The reality is that there was a workforce shortage prior to the pandemic, said Tracy Wodatch, president and CEO of the Connecticut Association for Healthcare at Home. The association represents about 25 agencies who hire employees to act as companions and homemakers, she said. The 1.7% increase does not involve workers who provide medical services in-home such as nurses, occupational and physical therapists or social workers, she said.

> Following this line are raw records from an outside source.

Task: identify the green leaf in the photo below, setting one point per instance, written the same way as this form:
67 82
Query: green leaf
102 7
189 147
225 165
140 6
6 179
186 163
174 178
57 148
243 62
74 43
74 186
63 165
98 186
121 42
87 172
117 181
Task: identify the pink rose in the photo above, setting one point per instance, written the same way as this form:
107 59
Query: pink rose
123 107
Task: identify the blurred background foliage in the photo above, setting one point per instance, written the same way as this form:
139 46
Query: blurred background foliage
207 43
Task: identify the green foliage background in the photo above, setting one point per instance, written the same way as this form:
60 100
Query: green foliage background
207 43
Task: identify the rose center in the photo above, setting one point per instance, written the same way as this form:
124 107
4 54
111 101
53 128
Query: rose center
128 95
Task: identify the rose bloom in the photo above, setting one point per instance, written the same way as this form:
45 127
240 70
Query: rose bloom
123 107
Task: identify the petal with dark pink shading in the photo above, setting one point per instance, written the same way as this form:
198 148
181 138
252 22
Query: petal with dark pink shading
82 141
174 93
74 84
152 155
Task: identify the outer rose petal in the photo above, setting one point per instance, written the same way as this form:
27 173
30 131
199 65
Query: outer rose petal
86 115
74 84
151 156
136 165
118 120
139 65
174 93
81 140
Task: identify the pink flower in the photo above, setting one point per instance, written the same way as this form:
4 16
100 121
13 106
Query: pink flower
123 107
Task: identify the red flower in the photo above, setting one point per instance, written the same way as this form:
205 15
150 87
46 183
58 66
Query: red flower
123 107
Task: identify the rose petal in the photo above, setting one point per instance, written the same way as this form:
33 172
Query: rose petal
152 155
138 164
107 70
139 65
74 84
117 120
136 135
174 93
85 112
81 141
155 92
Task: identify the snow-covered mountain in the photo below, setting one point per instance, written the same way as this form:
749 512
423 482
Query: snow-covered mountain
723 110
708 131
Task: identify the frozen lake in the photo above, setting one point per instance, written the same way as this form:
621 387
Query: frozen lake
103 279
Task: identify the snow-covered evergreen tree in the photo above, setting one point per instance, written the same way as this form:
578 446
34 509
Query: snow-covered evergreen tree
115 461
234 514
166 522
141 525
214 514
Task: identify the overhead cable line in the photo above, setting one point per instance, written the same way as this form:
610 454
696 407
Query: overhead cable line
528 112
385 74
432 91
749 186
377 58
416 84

Since the pandemic, the need for care providers who can do light housework, see to meals and other daily living tasks has grown because people are trying to avoid going into institutional settings, Wodatch said.

“The Connecticut Association for Healthcare at Home and its home health and non-medical home care providers have been working on these rate increases for the past year,” Wodatch said. “We have been in constant contact with legislators, DSS and OPM (state Office of Policy and Management) on the critical need for increased home care rates as outlined in the attached ARPA proposal.”

Unfortunately the approval process for any state and federal funding requires many steps, and the state is waiting for conditional approval of the entire plan from the national Centers for Medicare and Medicaid, Wodatch said.

“Although this is a long wait period – July to now-, once approved, the providers will be receiving much needed dollars to support higher wages and more workforce to keep the growing number of people in the community where they want to receive their care,” Wodatch said.

The 1.7%  increase works out an additional $4.6 million a year for agencies that provide home care services. The raise will be retroactive to July 1 – but the agencies need the money or they risk closing, which would lead to fewer people being able to access home care, Kelly and Sen. Paul Formica, R-East Lyme, said in a letter sent to DSS Commissioner Deidre Gifford Monday.

“We are very concerned that growing financial pressure will force small providers to pull out of the state’s home care program because they can no longer afford to provide care with Medicaid,” said in the letter which was signed by 50 home care agencies.

The state is looking at a caregiver crisis, said Jonah Francis who owns Pansy Homecare. His agency is having a hard time retaining staff, he said. “They want better hours, a better work environment and better pay,” Francis said.

The Medicaid reimbursement rate is $16.88 an hour, Francis said, but the minimum wage in Connecticut is $13 an hour. His company must pay for employee taxes, overhead and training with the remaining $3.88 an hour, he said. “I think we all believe our care providers should be receiving more,” Francis said.